Le secrétaire général adjoint et porte-parole de l’Union générale tunisienne du travail (UGTT) a assuré jeudi que cette opération très sensible se déroule en toute discrétion, indiquant qu’une équipe de l’institution financière internationale s’est rendue à cet effet au Centre national de l’informatique (CNI), qui regroupe les différentes bases de données du pays.

« Extrêmement dangereux ! Que fait une équipe du FMI au Centre national de l’informatique ? Quel lien a-t-elle avec la plateforme qui sera utilisée pour lever les subventions ? », s’est interrogé le responsable syndical sur sa page Facebook, laissant entendre que la nature de cette mission est frappée du sceau du secret.

Selon des sources proches du dossier, la mission d’experts du FMI « est en train d’apporter un « appui technique » au gouvernement pour délimiter la liste des familles nécessiteuses qui devraient bénéficier des transferts financiers directs dès le début de la levée progressive des subventions universelles ».

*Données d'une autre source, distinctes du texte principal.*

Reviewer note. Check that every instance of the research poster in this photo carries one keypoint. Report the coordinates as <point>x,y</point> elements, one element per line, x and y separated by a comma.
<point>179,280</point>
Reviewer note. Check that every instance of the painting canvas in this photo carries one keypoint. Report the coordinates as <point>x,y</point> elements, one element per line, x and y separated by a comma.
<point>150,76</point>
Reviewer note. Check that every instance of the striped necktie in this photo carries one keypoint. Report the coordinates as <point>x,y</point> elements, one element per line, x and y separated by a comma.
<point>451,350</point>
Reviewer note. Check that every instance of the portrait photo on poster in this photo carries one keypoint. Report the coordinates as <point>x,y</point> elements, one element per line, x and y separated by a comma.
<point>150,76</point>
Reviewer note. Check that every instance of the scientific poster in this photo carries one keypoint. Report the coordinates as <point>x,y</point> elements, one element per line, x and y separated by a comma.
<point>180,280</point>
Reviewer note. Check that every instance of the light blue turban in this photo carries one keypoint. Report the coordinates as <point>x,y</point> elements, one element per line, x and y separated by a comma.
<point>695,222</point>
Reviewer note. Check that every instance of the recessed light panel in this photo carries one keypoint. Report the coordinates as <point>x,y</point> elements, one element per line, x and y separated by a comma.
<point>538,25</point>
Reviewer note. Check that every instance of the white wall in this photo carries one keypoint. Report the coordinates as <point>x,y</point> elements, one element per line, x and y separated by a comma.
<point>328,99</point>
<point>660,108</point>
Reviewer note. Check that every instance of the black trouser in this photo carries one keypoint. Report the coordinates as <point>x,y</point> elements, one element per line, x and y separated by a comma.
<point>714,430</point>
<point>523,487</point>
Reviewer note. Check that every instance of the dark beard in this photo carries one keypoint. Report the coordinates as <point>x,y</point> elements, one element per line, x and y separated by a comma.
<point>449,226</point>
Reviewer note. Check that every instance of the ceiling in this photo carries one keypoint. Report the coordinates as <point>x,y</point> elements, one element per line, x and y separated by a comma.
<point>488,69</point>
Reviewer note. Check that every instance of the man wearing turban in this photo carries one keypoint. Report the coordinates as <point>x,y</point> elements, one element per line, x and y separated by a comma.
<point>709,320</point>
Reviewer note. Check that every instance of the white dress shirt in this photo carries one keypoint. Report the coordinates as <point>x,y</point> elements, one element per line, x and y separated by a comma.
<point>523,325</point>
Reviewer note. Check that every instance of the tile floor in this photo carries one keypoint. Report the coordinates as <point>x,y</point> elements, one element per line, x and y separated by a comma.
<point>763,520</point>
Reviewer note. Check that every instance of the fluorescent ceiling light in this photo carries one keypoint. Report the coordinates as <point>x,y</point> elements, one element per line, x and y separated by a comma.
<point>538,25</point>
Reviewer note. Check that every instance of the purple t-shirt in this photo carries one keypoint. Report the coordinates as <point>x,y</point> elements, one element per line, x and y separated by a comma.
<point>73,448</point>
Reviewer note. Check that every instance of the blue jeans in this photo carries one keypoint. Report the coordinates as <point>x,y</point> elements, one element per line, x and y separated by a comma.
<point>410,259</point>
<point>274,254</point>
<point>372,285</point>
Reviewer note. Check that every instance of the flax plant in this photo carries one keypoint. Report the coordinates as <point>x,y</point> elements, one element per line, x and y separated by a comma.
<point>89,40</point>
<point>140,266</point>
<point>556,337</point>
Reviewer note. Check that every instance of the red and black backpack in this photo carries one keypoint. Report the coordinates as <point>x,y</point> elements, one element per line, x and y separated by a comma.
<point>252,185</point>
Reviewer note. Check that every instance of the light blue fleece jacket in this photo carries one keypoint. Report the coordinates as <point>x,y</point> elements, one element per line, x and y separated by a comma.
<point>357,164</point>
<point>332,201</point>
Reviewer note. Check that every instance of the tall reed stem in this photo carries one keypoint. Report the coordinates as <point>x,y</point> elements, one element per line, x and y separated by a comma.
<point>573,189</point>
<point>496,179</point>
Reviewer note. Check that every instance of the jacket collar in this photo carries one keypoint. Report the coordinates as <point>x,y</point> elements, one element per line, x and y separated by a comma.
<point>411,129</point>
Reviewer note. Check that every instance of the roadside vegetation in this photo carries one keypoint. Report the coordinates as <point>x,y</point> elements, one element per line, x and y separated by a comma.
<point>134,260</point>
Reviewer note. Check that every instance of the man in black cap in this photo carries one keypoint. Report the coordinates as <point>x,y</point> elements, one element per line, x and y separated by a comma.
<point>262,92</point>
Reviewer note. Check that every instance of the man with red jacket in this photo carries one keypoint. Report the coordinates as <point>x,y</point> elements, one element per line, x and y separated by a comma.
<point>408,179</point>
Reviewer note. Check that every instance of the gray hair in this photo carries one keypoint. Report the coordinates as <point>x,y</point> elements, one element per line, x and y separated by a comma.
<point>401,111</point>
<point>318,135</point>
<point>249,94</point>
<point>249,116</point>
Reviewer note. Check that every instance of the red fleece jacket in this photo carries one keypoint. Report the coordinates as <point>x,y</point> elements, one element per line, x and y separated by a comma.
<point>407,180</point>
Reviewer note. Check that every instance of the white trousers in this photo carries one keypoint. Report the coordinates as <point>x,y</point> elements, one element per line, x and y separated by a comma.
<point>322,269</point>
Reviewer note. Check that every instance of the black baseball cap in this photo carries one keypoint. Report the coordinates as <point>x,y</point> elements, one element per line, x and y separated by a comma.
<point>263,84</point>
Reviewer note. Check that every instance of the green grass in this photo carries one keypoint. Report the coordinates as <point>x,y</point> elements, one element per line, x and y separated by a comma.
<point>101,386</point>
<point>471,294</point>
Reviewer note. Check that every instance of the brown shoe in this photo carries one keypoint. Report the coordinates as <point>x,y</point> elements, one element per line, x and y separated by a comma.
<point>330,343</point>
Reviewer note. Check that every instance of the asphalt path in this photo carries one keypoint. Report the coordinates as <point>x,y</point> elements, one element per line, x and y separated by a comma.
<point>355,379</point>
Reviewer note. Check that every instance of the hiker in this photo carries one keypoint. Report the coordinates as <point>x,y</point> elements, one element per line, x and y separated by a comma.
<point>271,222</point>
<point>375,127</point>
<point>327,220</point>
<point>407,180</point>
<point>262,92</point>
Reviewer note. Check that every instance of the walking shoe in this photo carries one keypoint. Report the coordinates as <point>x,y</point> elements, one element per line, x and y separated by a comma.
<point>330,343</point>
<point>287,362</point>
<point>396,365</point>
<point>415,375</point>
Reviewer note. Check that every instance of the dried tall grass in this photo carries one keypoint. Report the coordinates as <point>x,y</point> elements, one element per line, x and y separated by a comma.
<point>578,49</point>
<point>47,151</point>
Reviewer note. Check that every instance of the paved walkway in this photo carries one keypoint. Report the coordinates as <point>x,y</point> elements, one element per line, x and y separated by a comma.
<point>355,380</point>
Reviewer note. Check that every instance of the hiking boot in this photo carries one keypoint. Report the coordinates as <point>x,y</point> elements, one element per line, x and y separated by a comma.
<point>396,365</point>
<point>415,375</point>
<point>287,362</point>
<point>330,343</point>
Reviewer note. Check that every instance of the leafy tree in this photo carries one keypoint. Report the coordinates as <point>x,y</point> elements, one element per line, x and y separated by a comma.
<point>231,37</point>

En effet, la réforme du système des subventions se base sur la politique du ciblage qui repose sur l’idée de transférer les ressources allouées aux subventions universelles, qui profitent actuellement aux riches comme aux pauvres, vers des programmes d’aide sociale ciblant uniquement les couches les plus vulnérables de la population. Il s’agit, en d’autres termes, de réserver les aides de l’Etat à ceux qui en ont le plus besoin.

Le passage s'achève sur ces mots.